Jewelers Practical Receipt Book


A couple of years ago I purchased a small paperback booklet titled
"Jewelers Practical Receipt Book". It was published in Chicago, by
George K. Hazlitt & Co Publishers. It is dated 1887. Have any of you
readers come across this publication in the past? It appears to be
one of the early versions of what we now commonly refer to as our
"trade mags". Some of the areas covered:

  1. Aluminum silver
  2. Brass, Tempering
  3. Cold black pickle for brass
  4. Ivory, to make flexible
  5. Pearls, to restore lustre of (I’ve yet to try that one)

Just curious.

Walt Teats
American Goldworks

Hi Walt,

A couple of years ago I purchased a small paperback booklet titled
"Jewelers Practical Receipt Book" 

Sounds interesting - the kind of thing that should be scanned into a
PDF file and published on line…

Ian W. Wright
Sheffield UK

I have the original book in hard back, I believe there was a reprint
in the 70’s (condensed down a bit).
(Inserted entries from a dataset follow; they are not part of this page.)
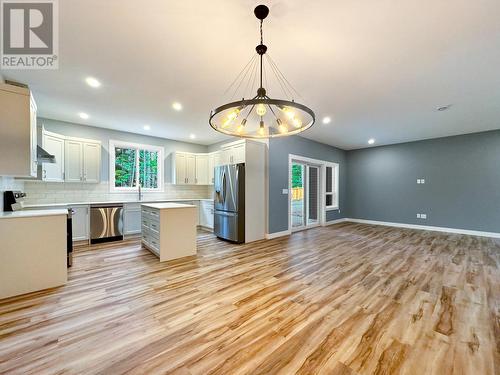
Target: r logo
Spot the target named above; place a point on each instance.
(28, 28)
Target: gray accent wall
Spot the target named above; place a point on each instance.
(104, 135)
(279, 149)
(461, 190)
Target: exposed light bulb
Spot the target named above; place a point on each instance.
(297, 122)
(233, 114)
(282, 127)
(241, 127)
(260, 109)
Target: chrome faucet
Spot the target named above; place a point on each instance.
(140, 193)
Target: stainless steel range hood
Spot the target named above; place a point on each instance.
(43, 156)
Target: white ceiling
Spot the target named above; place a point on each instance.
(378, 68)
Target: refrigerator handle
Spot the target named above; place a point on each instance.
(224, 188)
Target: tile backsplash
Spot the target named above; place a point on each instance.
(60, 192)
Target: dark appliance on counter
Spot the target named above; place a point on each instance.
(11, 198)
(229, 202)
(106, 223)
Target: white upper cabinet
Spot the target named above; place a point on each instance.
(54, 145)
(190, 169)
(82, 160)
(91, 162)
(73, 159)
(202, 170)
(233, 153)
(18, 156)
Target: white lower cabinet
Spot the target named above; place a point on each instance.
(131, 219)
(80, 221)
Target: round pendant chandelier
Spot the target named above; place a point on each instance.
(261, 116)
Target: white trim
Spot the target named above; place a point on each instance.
(337, 221)
(397, 225)
(123, 144)
(427, 227)
(270, 236)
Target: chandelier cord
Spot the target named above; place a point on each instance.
(261, 42)
(282, 84)
(283, 76)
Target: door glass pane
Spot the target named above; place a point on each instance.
(328, 179)
(329, 199)
(148, 169)
(125, 167)
(312, 194)
(298, 203)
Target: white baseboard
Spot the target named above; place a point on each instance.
(427, 227)
(331, 222)
(270, 236)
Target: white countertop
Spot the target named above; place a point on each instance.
(32, 213)
(163, 206)
(69, 204)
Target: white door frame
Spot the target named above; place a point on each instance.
(321, 199)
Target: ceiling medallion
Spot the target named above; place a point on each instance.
(261, 116)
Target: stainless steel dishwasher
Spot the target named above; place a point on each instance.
(106, 223)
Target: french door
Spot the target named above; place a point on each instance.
(304, 202)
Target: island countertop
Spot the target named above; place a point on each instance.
(167, 205)
(32, 213)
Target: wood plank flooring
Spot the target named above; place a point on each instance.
(343, 299)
Has lots of useful info. I’m
working on transcribing it as the original is a bit fragile.


Hi Walt,

I have a book from that era titled “Workshop Receipts For
Manufacturers Mechanics & Scientific Amateurs”. It covers the
jewelery topics you mention, as well as plating, soldering, patinas
and coloring in surprising detail. It was published by E & FN Spon,
dated 1881. Your book and mine may be related, mine has a list of
other publications that cover a huge range of trades, but not
jewelery. I am sure these are predecessors to the wonderful books
titled “Henley’s 20th Century Book of 10,000 Formulas Processes And
Trade Secrets”. As a teenager I used to read Henly’s like a novel,
for entertainment. The old names for chemicals, the descriptive
language, the how-to’s starting with the the most basic raw materials
are so quaint and informative.

I am curious about the word “Receipts”, is it an old form of spelling
"recipe", or is “recipe” is a derivitive of “receipt”, or something
else entirely?.

Regards, Alastair


I checked w/ several “trade folk” & it was their understanding that
it meant “recipe”. I also checked the “Wikipedia” dictionary:

Receipt (noun)

  1. The act of receiving, or the fact of having been received.

  2. (in plural) a quantity or amount received; takings

  3. A written acknowledgment that a specified article or sum of money
    has been received.

  4. A recipe

So…in answer to your question, it’s a “recipe” book not unlike a
cookbook (albeit for gold & silver workers).